In my opinion, today was one of the best days of the trip so far. This morning I woke up and was immediately in the daily grind. I quickly packed my things and headed upstairs. The very first thing I looked at was the coffee pot. It was empty but there was a slight drip indicating that a new pot of my favorite morning drink, that I am usually so deprived of, was brewing. I then looked around and ate a few pieces of turkey bacon and half of a bagel smothered in cream cheese. I poured my coffee and indulged. Then we packed our things and thanked the Bowles for their great Southern hospitality and we set off. We picked up the girls from the other house a few miles away and got on the road towards Bob Evans to meet Larry Gibson. We waited for close to thirty minutes and he did not show. We then called him and he said that he was not going to meet us at Bob Evans and we would instead meet him at his house.
If stress was a bomb we had Hiroshima dropped on us. We then headed to Larry’s house. When we got off the highway the roads were covered in coal trucks hauling the evil black substance to the nearest power plant. We drove for at least thirty minutes until the road became gravel. We continued for another fifteen minutes and we began to really see destruction and snow - lots of it. Fairly quickly our two wheel drive bus got stuck. We had chains and now it was a matter of getting them on. We had two shovels in the car and it was time to dig.
That is more snow than I have ever seen at less than two thousand feet elevation. On the right side of the bus there was close to two feet!

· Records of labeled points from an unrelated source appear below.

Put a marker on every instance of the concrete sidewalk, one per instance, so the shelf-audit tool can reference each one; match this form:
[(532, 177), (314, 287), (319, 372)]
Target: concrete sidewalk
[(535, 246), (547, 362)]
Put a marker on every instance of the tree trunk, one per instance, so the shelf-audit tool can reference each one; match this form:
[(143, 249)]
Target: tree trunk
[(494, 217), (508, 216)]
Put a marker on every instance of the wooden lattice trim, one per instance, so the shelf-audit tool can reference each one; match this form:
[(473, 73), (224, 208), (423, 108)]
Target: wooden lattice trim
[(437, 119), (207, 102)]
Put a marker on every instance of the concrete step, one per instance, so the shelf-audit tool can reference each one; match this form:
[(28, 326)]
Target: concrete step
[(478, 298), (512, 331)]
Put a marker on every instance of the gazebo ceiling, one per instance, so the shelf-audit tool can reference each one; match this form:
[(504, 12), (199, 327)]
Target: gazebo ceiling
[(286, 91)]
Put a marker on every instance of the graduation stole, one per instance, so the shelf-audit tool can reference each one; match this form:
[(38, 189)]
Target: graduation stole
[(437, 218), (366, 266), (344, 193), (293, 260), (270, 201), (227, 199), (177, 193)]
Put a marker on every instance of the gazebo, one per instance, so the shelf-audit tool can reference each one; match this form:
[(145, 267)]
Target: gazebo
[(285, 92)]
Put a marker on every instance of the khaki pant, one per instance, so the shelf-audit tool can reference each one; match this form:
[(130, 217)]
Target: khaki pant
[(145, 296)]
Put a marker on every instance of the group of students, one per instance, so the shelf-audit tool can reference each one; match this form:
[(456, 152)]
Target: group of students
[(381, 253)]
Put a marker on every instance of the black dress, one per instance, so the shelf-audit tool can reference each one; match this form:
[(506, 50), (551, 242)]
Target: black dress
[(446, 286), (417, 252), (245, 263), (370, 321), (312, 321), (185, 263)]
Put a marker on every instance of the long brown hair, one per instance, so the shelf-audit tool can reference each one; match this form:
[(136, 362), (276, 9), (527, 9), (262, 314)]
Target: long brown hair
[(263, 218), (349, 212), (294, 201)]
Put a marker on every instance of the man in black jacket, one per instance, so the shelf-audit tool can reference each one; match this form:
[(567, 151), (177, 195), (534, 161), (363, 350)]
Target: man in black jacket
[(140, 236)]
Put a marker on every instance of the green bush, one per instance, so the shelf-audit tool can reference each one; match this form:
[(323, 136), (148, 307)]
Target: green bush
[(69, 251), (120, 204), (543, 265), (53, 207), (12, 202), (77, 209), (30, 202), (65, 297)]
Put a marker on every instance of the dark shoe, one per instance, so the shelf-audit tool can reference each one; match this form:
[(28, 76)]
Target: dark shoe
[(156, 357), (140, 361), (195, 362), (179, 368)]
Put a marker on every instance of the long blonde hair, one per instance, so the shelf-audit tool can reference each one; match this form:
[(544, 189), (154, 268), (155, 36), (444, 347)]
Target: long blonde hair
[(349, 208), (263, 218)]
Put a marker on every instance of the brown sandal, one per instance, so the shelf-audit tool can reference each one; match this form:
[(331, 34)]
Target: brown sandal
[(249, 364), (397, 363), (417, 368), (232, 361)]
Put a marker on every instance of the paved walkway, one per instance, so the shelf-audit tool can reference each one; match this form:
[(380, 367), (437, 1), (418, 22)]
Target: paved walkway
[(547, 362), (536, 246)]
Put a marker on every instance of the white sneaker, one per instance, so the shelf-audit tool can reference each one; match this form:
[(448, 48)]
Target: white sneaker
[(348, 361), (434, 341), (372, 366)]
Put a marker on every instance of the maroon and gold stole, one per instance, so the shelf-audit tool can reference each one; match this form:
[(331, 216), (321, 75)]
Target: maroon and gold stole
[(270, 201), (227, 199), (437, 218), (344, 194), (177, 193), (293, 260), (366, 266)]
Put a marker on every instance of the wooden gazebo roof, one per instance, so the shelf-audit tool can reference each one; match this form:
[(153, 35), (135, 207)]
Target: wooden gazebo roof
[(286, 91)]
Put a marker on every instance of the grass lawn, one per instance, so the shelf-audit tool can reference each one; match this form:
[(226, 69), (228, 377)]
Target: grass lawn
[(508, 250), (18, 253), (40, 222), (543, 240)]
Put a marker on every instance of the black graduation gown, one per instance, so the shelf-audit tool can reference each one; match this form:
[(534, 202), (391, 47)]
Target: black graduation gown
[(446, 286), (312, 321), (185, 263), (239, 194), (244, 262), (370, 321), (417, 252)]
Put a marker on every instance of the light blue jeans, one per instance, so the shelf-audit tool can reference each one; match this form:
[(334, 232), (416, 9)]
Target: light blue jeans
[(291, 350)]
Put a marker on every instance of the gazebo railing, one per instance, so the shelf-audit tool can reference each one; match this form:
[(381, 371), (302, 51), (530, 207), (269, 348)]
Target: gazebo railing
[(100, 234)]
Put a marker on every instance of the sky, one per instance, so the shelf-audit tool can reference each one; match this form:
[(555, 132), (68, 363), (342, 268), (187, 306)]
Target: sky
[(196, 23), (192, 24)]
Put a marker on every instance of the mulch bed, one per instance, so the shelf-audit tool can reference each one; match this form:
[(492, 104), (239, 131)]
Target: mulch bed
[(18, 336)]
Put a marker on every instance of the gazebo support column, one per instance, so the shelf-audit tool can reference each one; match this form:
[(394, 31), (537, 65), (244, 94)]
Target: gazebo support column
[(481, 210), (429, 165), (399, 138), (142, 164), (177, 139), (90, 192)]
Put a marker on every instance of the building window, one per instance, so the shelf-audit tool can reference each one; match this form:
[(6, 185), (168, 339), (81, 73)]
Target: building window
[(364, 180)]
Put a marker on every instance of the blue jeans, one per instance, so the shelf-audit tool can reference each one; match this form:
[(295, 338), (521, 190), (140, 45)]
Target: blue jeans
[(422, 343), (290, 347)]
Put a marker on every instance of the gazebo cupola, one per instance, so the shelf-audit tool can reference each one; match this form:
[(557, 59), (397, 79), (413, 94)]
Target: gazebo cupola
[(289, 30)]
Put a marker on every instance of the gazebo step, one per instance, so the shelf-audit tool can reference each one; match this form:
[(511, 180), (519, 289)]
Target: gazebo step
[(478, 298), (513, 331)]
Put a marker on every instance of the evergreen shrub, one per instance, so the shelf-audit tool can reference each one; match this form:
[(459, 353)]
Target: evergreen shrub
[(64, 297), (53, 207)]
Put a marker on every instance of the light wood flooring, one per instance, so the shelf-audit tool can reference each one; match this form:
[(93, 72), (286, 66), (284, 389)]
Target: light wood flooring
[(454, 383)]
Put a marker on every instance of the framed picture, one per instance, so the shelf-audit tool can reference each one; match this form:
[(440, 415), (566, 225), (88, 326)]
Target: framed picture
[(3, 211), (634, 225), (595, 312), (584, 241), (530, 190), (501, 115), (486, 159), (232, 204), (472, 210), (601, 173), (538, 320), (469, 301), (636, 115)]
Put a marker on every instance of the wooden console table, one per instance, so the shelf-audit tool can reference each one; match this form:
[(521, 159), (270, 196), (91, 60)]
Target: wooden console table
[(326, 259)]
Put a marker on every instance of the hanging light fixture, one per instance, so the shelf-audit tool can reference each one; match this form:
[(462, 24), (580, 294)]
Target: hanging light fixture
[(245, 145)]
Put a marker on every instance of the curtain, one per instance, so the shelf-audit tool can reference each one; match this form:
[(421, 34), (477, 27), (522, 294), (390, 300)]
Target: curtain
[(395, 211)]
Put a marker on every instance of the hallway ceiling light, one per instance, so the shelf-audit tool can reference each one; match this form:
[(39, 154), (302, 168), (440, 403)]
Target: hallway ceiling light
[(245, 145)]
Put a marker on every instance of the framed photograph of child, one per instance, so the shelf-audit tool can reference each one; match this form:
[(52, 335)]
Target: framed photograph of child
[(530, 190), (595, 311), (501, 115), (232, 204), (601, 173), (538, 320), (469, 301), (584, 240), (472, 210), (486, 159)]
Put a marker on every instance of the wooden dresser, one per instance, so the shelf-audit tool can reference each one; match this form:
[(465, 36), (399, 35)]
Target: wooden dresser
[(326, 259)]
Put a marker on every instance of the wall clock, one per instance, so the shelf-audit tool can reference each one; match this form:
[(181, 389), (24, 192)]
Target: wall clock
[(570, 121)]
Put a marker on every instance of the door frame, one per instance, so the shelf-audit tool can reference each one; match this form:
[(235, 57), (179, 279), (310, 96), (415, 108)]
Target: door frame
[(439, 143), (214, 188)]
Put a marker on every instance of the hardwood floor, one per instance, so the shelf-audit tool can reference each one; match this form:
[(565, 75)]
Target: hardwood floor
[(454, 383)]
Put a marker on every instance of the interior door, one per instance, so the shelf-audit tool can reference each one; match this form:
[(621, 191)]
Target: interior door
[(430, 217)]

Eventually, we got out of the snow drift and made it up to Larry Gibson’s house. We finally got inside of his small but cozy cabin and he began speaking to us. I found myself in awe of what he said he had more passion when he was speaking than any four men that I know. His thick, rough accent gave his ‘’speech’’ a whole new dimension. If I had to describe it in one word it would be BEAUTIFUL .

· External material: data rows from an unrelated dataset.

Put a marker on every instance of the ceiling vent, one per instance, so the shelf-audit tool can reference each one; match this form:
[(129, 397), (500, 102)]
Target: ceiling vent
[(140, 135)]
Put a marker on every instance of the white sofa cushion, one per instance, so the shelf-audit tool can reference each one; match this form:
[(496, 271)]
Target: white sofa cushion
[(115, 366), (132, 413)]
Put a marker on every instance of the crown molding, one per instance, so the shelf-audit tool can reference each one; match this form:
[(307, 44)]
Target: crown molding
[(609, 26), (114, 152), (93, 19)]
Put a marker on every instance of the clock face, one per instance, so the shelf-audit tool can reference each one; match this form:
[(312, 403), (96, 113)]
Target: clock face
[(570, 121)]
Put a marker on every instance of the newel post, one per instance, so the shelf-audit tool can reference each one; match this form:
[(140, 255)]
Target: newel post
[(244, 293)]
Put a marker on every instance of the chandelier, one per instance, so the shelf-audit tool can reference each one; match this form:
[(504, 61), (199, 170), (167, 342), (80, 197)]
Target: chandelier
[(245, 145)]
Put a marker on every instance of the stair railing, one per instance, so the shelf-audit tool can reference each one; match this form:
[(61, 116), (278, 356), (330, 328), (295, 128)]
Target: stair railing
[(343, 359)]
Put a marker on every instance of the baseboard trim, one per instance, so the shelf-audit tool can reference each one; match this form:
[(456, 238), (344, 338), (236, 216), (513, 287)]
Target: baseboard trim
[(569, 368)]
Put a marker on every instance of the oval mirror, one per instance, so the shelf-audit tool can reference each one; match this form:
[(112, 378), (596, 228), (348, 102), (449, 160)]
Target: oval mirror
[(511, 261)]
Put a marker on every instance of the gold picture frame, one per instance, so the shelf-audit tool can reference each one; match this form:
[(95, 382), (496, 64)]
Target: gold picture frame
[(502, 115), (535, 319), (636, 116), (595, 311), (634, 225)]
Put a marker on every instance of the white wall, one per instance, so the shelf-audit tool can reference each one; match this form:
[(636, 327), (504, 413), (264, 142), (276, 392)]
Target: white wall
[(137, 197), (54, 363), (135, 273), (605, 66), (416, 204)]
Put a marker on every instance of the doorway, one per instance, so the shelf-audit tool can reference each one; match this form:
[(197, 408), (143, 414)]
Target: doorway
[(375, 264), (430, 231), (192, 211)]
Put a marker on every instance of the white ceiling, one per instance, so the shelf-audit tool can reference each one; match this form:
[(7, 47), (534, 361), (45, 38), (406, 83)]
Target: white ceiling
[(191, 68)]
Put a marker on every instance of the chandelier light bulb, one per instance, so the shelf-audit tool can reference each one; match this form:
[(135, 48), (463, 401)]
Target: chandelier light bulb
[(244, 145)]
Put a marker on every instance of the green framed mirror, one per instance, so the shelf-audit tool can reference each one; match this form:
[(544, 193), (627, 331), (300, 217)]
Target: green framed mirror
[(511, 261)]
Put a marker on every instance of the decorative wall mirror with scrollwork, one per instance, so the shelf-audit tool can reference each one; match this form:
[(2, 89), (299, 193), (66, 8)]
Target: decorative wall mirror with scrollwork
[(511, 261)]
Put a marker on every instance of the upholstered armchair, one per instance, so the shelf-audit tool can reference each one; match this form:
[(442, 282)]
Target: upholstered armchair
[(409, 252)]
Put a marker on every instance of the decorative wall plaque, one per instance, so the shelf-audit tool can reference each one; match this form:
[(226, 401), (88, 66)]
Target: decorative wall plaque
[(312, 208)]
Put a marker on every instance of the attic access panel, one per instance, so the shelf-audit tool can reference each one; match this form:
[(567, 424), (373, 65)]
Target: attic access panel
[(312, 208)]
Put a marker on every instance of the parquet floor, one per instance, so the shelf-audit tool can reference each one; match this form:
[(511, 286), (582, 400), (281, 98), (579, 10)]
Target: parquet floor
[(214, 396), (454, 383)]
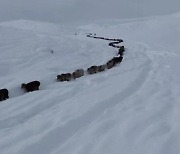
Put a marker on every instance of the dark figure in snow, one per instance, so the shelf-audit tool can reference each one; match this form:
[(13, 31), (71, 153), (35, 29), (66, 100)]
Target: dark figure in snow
[(121, 51), (64, 77), (78, 73), (31, 86), (92, 69), (101, 68), (4, 94), (115, 60)]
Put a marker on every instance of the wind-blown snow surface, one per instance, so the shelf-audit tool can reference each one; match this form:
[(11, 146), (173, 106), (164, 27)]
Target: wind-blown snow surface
[(131, 109)]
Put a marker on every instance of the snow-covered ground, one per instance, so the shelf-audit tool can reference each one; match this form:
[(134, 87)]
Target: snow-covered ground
[(130, 109)]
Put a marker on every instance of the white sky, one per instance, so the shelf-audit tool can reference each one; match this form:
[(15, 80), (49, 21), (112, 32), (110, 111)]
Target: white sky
[(74, 10)]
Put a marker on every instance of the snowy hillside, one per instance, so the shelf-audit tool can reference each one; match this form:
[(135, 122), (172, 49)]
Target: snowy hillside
[(132, 108)]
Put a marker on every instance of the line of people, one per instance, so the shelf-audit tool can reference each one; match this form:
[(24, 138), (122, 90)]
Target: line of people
[(34, 85)]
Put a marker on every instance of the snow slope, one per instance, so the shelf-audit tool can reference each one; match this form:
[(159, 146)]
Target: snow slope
[(130, 109)]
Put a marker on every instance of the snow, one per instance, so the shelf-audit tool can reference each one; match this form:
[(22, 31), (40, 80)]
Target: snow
[(132, 108)]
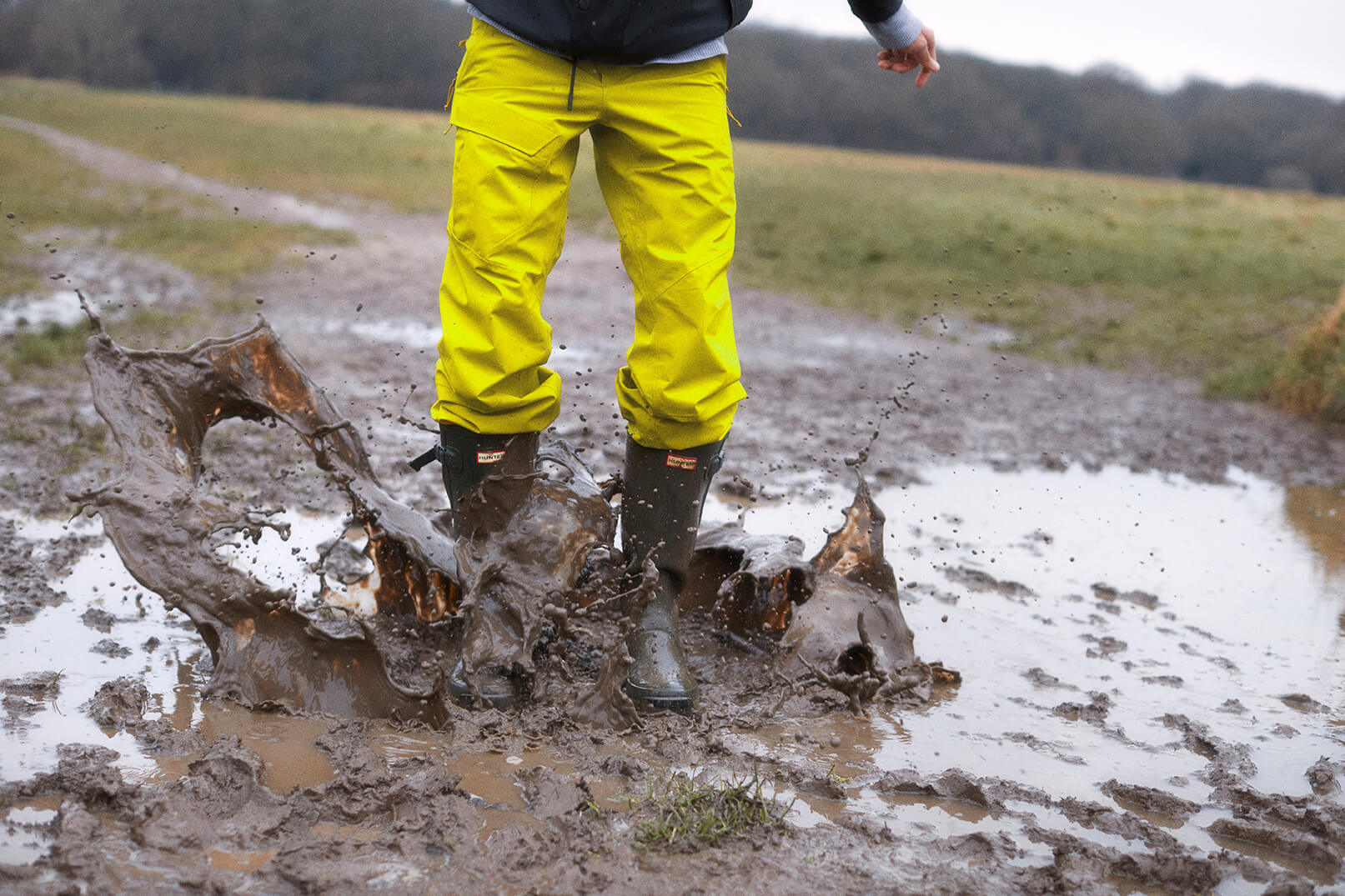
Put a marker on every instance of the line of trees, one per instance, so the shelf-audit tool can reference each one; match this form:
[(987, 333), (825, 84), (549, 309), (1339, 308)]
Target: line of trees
[(783, 85)]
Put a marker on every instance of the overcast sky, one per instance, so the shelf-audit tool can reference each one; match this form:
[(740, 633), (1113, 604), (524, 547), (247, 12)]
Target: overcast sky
[(1298, 43)]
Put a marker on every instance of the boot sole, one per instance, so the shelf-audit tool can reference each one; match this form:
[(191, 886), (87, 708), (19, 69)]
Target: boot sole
[(680, 703)]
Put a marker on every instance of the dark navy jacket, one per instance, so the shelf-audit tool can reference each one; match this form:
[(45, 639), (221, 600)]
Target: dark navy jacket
[(634, 30)]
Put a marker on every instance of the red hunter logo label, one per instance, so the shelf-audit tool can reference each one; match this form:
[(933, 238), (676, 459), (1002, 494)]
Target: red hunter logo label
[(680, 462)]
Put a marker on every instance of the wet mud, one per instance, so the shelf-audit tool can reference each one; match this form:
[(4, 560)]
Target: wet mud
[(1142, 595)]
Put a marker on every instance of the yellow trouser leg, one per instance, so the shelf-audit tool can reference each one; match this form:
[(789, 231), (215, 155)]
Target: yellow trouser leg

We then went to what Larry calls Hells Gate and for a reason if I had to describe in one word what I saw there it would be HORRENDOUS. I think most will agree.
That mountain used to be higher than the place we were standing. There were two people that we met with and we went to a restaurant that I thought would be close but it was nearly an hour away we went into this local diner and the woman almost got mad at us because we were ordering very large burgers and when Aristide who is relatively small ordered the largest thing on the menu the woman popped her hip and said in a thick accent, "Do you even know what a mountain burger is? It is close to one half pound of beef!" He decided to go with the smaller cheese burger while Isaac and I decided to take the challenge of the mountain burger. It had been maybe eight hours since our last meal and I almost inhailed my burger and when Isaac did the same a different lady came out and said now y'all must be hiding half of those burgers. We shook our heads with satisfaction.
Once we left the diner we walked down the road to the Coal River Mountain Watch headquarters where a woman named Lorelei gave us a speech about her experience and about how Coal River Mountain Watch was trying to get a windfarm on coal mountain instead of blowing it up to get the coal. I thought that, that part was very interesting because about a week ago I watched a movie called Coal Country and a lady who was in the movie was at the Coal River Mountain Watch building. We then went and saw Marsh Fork Elementry School where 1200 feet above the school is a 2.8 billion gallon toxic sludge pond and the earthen dam could give way and wipe out the school. We drove for close to an hour and a half then we got to the church where we are sleeping and had a stir-fry dinner then I blogged and went to bed.